You’re absolutely right about the solution. Unfortunately, it does take work, as without a legal requirement for a good technical solution, the incentive for credit bureaus is to create their own proprietary non-interoperable services to capture the rents from both consumers and third-party services.
I think Peter’s fix is pretty much the case, modulo a lot of annoyance and bother in proving that the borrower wasn’t you. Banks not getting their money back on some of their loans is just part of the normal course of business. What we need is something with more teeth. Say, for example, they owe you treble damages (three times the amount of the fraudulent loan) for the damage done to your credit reputation.
Thank you for the post about Debix. I’ve been thinking of using this service and it’s nice to see a real world post about how it works. I look forward to the followup.
At least for loans, the fix can be entirely implemented in law, can’t it? Say, a fraudsters applies for a loan and the bank fails to follow the protocol. When the fraudster doesn’t pay, the problem is that this bank will demand its money from you. Well then, fix the law to say the bank can’t get its money back if it failed to follow the protocol.
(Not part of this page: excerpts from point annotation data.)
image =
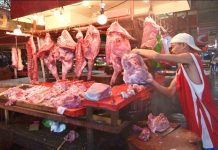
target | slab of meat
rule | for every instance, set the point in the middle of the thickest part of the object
(65, 41)
(137, 88)
(32, 61)
(91, 46)
(66, 57)
(98, 91)
(20, 62)
(14, 94)
(150, 31)
(117, 44)
(45, 48)
(80, 58)
(135, 70)
(49, 53)
(145, 134)
(158, 123)
(14, 57)
(67, 47)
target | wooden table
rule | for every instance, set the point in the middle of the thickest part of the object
(113, 105)
(179, 139)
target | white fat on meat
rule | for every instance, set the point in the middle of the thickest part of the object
(150, 31)
(135, 70)
(91, 46)
(49, 53)
(32, 65)
(117, 44)
(67, 47)
(98, 91)
(14, 57)
(80, 58)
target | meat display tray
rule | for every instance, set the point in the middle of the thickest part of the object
(116, 102)
(73, 112)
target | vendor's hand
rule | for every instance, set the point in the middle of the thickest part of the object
(150, 78)
(151, 54)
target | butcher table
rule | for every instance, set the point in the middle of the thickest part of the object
(112, 105)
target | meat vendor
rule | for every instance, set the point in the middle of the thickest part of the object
(192, 86)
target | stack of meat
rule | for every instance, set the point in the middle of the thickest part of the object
(117, 44)
(65, 94)
(16, 58)
(49, 53)
(150, 31)
(135, 70)
(67, 47)
(32, 61)
(80, 59)
(91, 45)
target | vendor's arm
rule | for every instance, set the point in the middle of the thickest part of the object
(168, 91)
(177, 58)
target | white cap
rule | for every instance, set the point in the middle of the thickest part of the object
(185, 38)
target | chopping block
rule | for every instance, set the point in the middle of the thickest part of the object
(179, 139)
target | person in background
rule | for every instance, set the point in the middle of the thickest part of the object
(192, 86)
(214, 63)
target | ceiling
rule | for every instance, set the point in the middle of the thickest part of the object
(77, 13)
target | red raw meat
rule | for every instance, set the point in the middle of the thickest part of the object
(135, 70)
(91, 46)
(117, 44)
(80, 58)
(150, 31)
(158, 123)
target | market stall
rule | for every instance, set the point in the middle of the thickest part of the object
(86, 65)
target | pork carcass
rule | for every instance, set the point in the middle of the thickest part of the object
(80, 58)
(98, 91)
(32, 65)
(91, 46)
(150, 31)
(20, 62)
(117, 44)
(65, 41)
(14, 57)
(135, 70)
(67, 47)
(49, 53)
(158, 123)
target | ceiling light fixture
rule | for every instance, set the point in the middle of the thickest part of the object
(41, 20)
(17, 32)
(35, 17)
(102, 19)
(85, 3)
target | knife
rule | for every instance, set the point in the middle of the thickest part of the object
(170, 130)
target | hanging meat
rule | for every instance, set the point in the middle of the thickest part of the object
(20, 62)
(91, 46)
(117, 44)
(67, 47)
(49, 53)
(14, 57)
(32, 61)
(135, 70)
(80, 59)
(150, 31)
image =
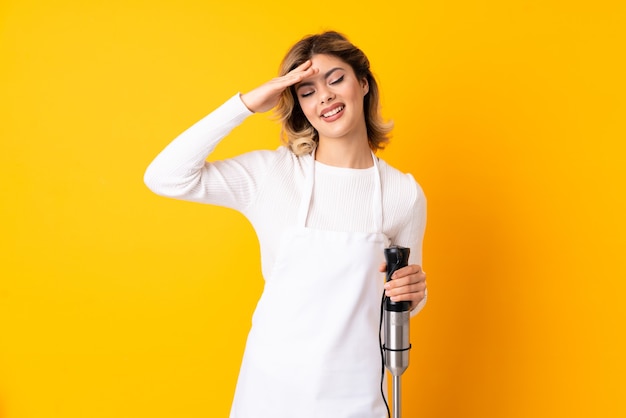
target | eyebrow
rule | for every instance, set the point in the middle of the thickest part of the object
(328, 74)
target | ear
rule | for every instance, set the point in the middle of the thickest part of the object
(365, 86)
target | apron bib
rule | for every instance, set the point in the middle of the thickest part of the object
(313, 349)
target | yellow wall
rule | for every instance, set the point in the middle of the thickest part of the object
(117, 303)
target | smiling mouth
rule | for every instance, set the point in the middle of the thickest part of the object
(333, 112)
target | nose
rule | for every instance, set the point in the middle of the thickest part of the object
(326, 95)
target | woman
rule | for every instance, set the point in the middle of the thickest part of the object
(324, 208)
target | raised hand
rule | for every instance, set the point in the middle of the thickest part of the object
(266, 96)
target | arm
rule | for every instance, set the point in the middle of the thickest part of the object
(181, 170)
(409, 283)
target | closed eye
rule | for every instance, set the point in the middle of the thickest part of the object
(337, 81)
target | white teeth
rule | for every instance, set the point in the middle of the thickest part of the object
(333, 112)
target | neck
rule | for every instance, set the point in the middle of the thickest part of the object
(338, 154)
(345, 152)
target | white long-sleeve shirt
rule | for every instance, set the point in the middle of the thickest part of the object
(266, 186)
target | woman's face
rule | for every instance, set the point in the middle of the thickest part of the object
(332, 98)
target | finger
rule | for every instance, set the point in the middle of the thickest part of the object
(405, 289)
(407, 271)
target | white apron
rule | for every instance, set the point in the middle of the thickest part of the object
(313, 349)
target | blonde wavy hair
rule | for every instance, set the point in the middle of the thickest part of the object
(296, 130)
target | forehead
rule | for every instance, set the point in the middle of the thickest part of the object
(325, 61)
(326, 66)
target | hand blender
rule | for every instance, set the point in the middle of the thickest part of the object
(396, 327)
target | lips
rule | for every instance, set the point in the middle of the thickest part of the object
(331, 111)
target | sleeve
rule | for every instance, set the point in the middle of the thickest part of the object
(413, 235)
(181, 171)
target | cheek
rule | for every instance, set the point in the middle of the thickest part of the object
(307, 109)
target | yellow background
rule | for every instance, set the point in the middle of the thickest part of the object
(117, 303)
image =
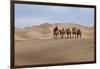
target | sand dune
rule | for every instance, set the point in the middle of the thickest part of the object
(45, 31)
(35, 45)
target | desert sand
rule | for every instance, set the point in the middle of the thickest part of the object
(35, 45)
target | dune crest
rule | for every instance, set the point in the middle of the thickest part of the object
(45, 31)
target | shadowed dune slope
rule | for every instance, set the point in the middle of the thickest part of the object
(45, 31)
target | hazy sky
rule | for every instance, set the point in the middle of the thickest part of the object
(27, 15)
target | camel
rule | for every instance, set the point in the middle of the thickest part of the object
(71, 33)
(79, 33)
(74, 32)
(62, 33)
(55, 32)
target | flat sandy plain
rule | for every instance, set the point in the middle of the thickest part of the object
(36, 46)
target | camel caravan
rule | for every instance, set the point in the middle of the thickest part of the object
(67, 33)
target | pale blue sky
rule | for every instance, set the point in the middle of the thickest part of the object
(27, 15)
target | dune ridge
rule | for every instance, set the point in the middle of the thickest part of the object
(45, 31)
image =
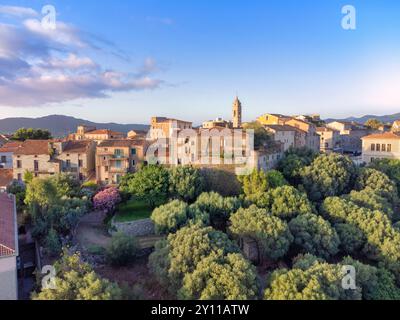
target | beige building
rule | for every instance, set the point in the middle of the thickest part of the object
(49, 157)
(165, 127)
(115, 158)
(98, 135)
(380, 146)
(329, 140)
(284, 134)
(351, 134)
(8, 248)
(311, 138)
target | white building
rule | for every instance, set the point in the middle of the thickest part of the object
(8, 248)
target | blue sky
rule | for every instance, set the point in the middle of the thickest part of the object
(126, 61)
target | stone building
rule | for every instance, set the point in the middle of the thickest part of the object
(116, 158)
(380, 146)
(8, 248)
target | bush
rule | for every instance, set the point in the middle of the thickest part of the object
(314, 235)
(271, 233)
(121, 250)
(170, 217)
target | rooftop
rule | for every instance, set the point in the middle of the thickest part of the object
(121, 143)
(8, 244)
(33, 147)
(6, 177)
(385, 135)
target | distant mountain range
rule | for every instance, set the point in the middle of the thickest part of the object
(60, 125)
(384, 119)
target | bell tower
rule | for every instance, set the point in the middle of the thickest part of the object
(237, 113)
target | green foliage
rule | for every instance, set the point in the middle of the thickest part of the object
(31, 134)
(180, 254)
(352, 239)
(221, 181)
(293, 162)
(218, 207)
(375, 283)
(314, 235)
(271, 233)
(121, 250)
(383, 241)
(185, 183)
(259, 182)
(219, 277)
(18, 189)
(328, 175)
(378, 182)
(170, 217)
(285, 202)
(76, 280)
(150, 184)
(321, 281)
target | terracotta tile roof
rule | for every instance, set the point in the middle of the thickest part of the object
(121, 143)
(386, 135)
(32, 147)
(6, 177)
(104, 131)
(11, 146)
(278, 127)
(8, 230)
(77, 146)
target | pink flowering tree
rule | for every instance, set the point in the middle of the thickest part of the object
(107, 199)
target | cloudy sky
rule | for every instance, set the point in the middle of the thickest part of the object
(125, 61)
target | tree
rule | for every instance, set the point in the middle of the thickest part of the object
(314, 235)
(107, 199)
(378, 182)
(294, 161)
(185, 183)
(271, 233)
(285, 202)
(221, 277)
(170, 217)
(76, 280)
(217, 207)
(375, 283)
(352, 239)
(150, 184)
(328, 175)
(373, 124)
(182, 251)
(31, 134)
(259, 182)
(320, 281)
(121, 250)
(261, 136)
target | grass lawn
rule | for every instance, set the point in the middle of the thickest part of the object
(133, 210)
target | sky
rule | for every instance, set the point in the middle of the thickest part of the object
(125, 61)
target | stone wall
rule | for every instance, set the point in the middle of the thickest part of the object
(138, 228)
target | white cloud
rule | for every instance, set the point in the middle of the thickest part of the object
(18, 11)
(41, 67)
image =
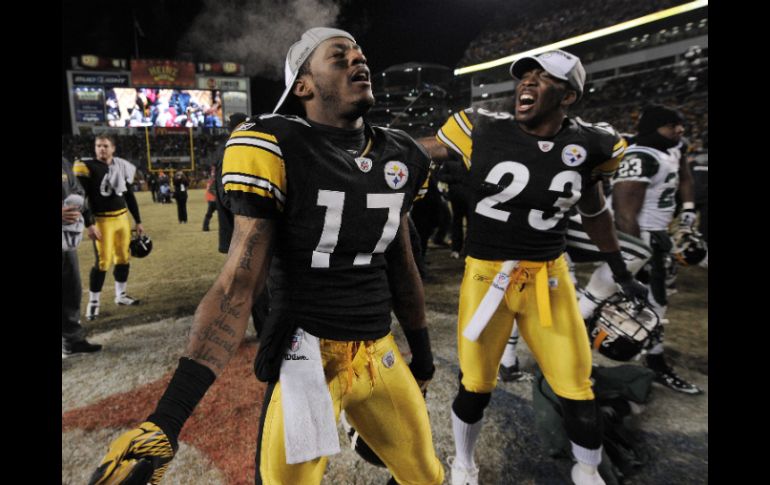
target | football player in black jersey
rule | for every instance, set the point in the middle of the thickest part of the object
(107, 182)
(526, 170)
(323, 195)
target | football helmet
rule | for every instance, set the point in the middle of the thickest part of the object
(689, 247)
(621, 328)
(140, 246)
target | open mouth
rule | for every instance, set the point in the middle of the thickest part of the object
(525, 102)
(362, 75)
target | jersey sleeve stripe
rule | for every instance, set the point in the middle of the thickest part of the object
(255, 142)
(249, 183)
(464, 123)
(610, 166)
(645, 180)
(249, 165)
(80, 169)
(448, 142)
(254, 134)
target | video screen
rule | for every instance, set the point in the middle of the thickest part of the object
(163, 107)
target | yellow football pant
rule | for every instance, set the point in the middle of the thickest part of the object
(561, 350)
(116, 235)
(381, 399)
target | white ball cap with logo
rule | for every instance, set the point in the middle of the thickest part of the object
(300, 51)
(559, 64)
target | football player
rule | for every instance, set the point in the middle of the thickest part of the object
(527, 170)
(328, 194)
(107, 181)
(580, 249)
(644, 190)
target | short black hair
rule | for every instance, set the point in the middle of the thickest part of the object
(105, 136)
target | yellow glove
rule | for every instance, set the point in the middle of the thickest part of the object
(137, 457)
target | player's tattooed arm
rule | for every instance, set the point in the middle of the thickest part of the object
(222, 316)
(597, 219)
(627, 201)
(404, 280)
(438, 152)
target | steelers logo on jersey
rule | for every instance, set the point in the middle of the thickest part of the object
(388, 359)
(364, 164)
(396, 174)
(573, 155)
(296, 340)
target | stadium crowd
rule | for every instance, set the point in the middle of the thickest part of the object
(517, 29)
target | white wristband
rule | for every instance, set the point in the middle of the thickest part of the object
(604, 208)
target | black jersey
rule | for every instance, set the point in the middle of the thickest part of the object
(92, 175)
(522, 185)
(336, 216)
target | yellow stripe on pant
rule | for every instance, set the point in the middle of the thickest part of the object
(116, 235)
(381, 399)
(560, 346)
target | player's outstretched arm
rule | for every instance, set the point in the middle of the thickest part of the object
(438, 152)
(409, 304)
(598, 224)
(143, 454)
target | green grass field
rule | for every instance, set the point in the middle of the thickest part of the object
(173, 278)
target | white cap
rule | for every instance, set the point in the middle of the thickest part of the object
(300, 51)
(559, 64)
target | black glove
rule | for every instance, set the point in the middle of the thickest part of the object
(422, 376)
(137, 457)
(422, 358)
(628, 284)
(687, 218)
(633, 289)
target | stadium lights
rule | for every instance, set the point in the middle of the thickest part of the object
(653, 17)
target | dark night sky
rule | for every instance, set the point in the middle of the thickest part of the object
(390, 32)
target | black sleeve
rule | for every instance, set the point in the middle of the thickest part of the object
(133, 207)
(88, 217)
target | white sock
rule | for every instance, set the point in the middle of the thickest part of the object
(509, 355)
(587, 457)
(465, 436)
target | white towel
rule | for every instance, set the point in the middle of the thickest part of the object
(490, 302)
(310, 430)
(120, 172)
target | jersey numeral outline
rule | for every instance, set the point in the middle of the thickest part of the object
(520, 173)
(334, 201)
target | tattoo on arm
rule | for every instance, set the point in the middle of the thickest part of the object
(227, 308)
(203, 354)
(245, 262)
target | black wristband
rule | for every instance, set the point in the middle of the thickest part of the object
(190, 382)
(618, 267)
(422, 356)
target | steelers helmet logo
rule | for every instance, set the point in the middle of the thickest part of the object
(573, 155)
(396, 174)
(388, 359)
(364, 164)
(296, 340)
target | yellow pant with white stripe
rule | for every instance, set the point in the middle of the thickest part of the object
(381, 399)
(561, 349)
(116, 235)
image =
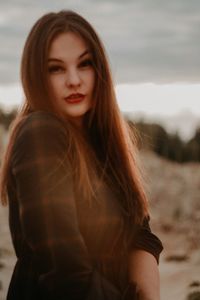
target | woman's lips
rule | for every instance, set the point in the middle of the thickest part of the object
(75, 98)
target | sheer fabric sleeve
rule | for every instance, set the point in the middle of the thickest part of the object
(145, 239)
(48, 213)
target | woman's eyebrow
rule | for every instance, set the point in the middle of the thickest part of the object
(54, 59)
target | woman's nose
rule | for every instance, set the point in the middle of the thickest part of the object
(73, 78)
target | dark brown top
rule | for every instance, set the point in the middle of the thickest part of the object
(65, 249)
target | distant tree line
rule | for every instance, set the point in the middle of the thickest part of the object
(151, 136)
(171, 146)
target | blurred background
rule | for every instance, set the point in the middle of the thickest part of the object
(153, 47)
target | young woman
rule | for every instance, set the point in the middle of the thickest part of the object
(77, 209)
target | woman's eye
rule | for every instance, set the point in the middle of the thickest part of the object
(86, 63)
(55, 69)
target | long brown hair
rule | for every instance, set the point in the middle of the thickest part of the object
(112, 142)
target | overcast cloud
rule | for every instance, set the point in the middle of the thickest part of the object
(147, 40)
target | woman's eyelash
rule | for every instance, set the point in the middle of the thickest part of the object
(86, 63)
(54, 68)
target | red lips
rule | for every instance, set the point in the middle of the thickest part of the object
(75, 98)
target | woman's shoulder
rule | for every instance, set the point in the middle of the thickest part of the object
(40, 121)
(41, 118)
(41, 127)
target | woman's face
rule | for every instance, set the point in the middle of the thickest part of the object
(71, 75)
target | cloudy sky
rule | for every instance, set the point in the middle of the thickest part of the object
(148, 42)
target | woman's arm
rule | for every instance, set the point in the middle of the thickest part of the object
(143, 272)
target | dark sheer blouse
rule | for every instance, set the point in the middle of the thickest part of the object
(65, 249)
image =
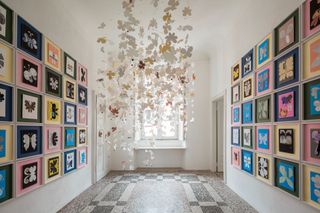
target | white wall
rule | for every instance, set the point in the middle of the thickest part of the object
(253, 24)
(55, 23)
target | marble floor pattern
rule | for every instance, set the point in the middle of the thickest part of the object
(156, 192)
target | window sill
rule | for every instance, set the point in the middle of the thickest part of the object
(163, 144)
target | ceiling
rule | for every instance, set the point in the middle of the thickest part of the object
(211, 19)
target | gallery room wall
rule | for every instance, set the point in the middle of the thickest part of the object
(258, 20)
(48, 17)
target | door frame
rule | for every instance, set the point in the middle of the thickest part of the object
(221, 96)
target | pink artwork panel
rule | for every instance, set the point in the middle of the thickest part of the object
(82, 75)
(286, 105)
(52, 139)
(311, 134)
(236, 157)
(82, 115)
(263, 138)
(28, 175)
(28, 73)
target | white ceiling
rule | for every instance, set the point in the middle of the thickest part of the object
(211, 19)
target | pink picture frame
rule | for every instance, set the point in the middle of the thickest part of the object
(82, 116)
(20, 176)
(307, 142)
(20, 65)
(82, 78)
(270, 141)
(49, 146)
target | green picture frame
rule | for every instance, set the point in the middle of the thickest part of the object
(31, 110)
(263, 112)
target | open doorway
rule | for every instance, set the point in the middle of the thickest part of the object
(218, 135)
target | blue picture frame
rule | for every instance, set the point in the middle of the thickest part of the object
(30, 43)
(70, 114)
(29, 141)
(282, 61)
(6, 98)
(247, 161)
(68, 157)
(295, 99)
(247, 113)
(247, 63)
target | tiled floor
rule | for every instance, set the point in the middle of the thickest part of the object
(159, 193)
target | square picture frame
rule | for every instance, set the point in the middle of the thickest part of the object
(286, 69)
(53, 83)
(287, 33)
(286, 104)
(29, 107)
(29, 141)
(6, 69)
(6, 103)
(52, 55)
(247, 62)
(70, 161)
(264, 51)
(70, 66)
(29, 39)
(287, 176)
(28, 175)
(263, 109)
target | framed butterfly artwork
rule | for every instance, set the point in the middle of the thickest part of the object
(6, 143)
(263, 80)
(70, 161)
(29, 141)
(82, 157)
(29, 107)
(52, 167)
(311, 176)
(286, 69)
(264, 51)
(311, 91)
(28, 175)
(6, 183)
(236, 157)
(53, 83)
(6, 95)
(52, 139)
(29, 39)
(247, 136)
(70, 139)
(287, 176)
(82, 75)
(287, 105)
(6, 63)
(286, 141)
(69, 90)
(247, 63)
(287, 33)
(82, 95)
(82, 115)
(247, 88)
(52, 55)
(264, 139)
(263, 109)
(6, 25)
(70, 114)
(28, 73)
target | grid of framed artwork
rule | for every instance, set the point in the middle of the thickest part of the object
(43, 109)
(275, 104)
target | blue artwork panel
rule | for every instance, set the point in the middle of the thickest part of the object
(2, 143)
(247, 161)
(263, 138)
(247, 113)
(315, 187)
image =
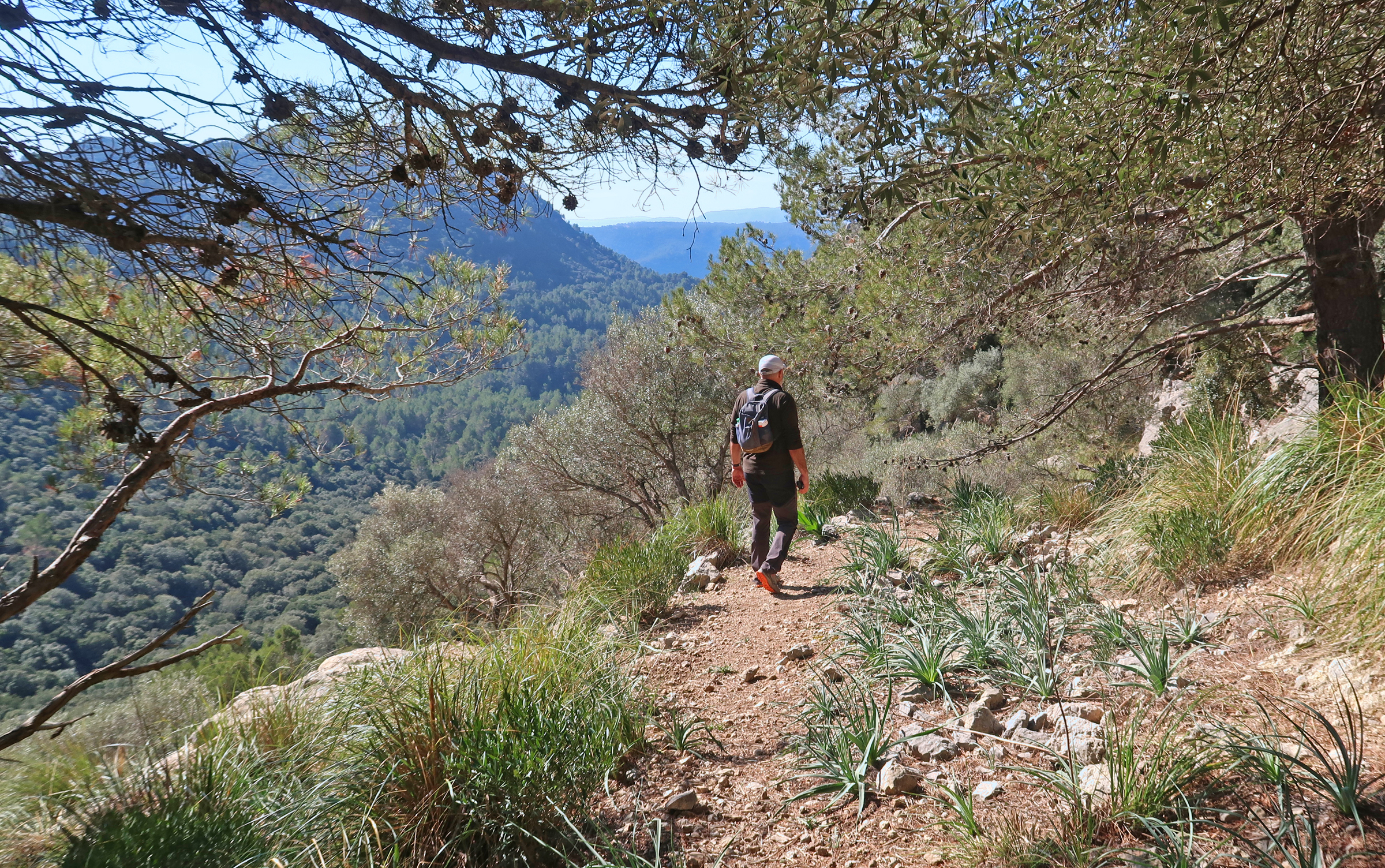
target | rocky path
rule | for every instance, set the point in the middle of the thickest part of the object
(700, 665)
(742, 785)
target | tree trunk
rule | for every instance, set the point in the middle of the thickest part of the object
(1345, 287)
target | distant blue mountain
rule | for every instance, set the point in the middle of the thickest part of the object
(672, 247)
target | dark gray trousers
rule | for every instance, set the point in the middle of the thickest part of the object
(773, 496)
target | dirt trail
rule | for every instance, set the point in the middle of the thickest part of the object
(743, 785)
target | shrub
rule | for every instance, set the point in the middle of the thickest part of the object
(841, 493)
(477, 758)
(1185, 539)
(629, 582)
(714, 528)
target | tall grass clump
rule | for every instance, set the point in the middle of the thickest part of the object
(476, 756)
(840, 493)
(629, 582)
(1320, 500)
(454, 755)
(1176, 519)
(207, 811)
(714, 528)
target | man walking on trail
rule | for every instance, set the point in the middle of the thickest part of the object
(766, 446)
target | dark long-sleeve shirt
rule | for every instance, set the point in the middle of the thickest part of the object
(783, 414)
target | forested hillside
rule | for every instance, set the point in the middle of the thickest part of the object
(171, 547)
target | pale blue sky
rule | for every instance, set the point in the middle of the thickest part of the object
(184, 56)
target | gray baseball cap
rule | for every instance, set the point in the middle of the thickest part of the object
(772, 365)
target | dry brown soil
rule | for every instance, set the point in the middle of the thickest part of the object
(744, 785)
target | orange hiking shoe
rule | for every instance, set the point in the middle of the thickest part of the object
(768, 581)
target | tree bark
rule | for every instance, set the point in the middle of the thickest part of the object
(1345, 286)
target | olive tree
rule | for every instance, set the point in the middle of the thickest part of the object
(473, 551)
(1147, 157)
(647, 432)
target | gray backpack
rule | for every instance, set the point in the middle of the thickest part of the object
(753, 422)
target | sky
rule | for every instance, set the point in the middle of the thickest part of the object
(184, 56)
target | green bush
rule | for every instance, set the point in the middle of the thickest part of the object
(1186, 539)
(476, 756)
(841, 493)
(455, 755)
(199, 817)
(629, 582)
(714, 528)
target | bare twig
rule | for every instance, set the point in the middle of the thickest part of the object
(39, 721)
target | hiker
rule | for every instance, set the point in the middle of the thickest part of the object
(765, 449)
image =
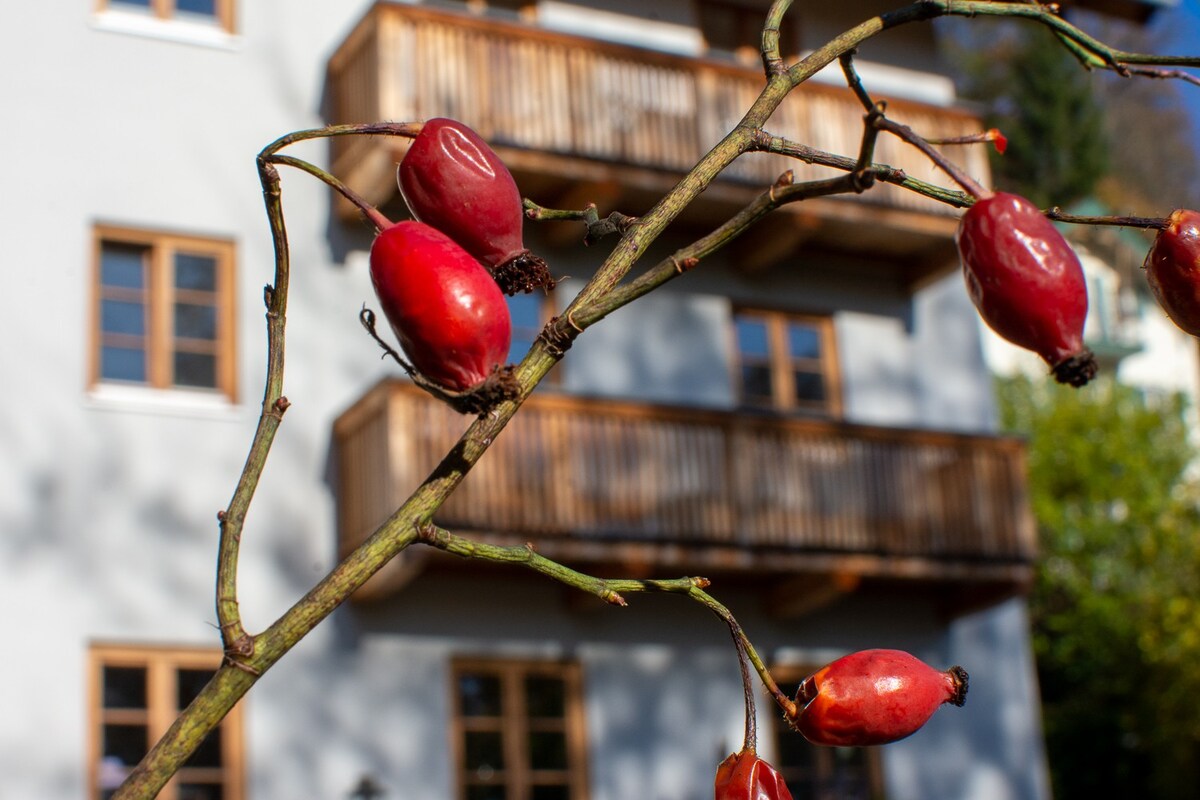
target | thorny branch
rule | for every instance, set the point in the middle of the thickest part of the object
(249, 656)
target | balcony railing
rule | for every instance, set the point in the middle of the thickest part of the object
(534, 91)
(696, 489)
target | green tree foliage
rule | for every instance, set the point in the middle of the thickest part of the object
(1116, 603)
(1036, 92)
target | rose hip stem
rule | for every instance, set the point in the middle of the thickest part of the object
(372, 214)
(972, 187)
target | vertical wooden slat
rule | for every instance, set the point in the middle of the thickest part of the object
(570, 468)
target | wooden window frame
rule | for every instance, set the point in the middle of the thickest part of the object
(160, 295)
(793, 674)
(515, 726)
(165, 11)
(161, 665)
(781, 364)
(546, 311)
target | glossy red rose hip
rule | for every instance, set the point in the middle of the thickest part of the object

Why on earth would they call you and ask you your PIN? This is
a request that I would think everybody should be trained not
to answer, your voice recording (stolen?) or not.
This sounds remarkably similar to the identity clearinghouse idea that hit me a couple years ago, except (a) privatized and (b) mostly lacking in legal teeth.
It’s not quite that bad. Prior to entering your PIN, they play you an audio recording of your own voice, captured at registration time, with whatever pass phrase you wish to use to authenticate to yourself. (Whether users would recognize the absence of that recording is another matter entirely.)
So let me get this straight — you got a call from someone claiming to be from your credit protection vendor, asking for your PIN number. After thinking about it for a few seconds you give it to them. Yikes.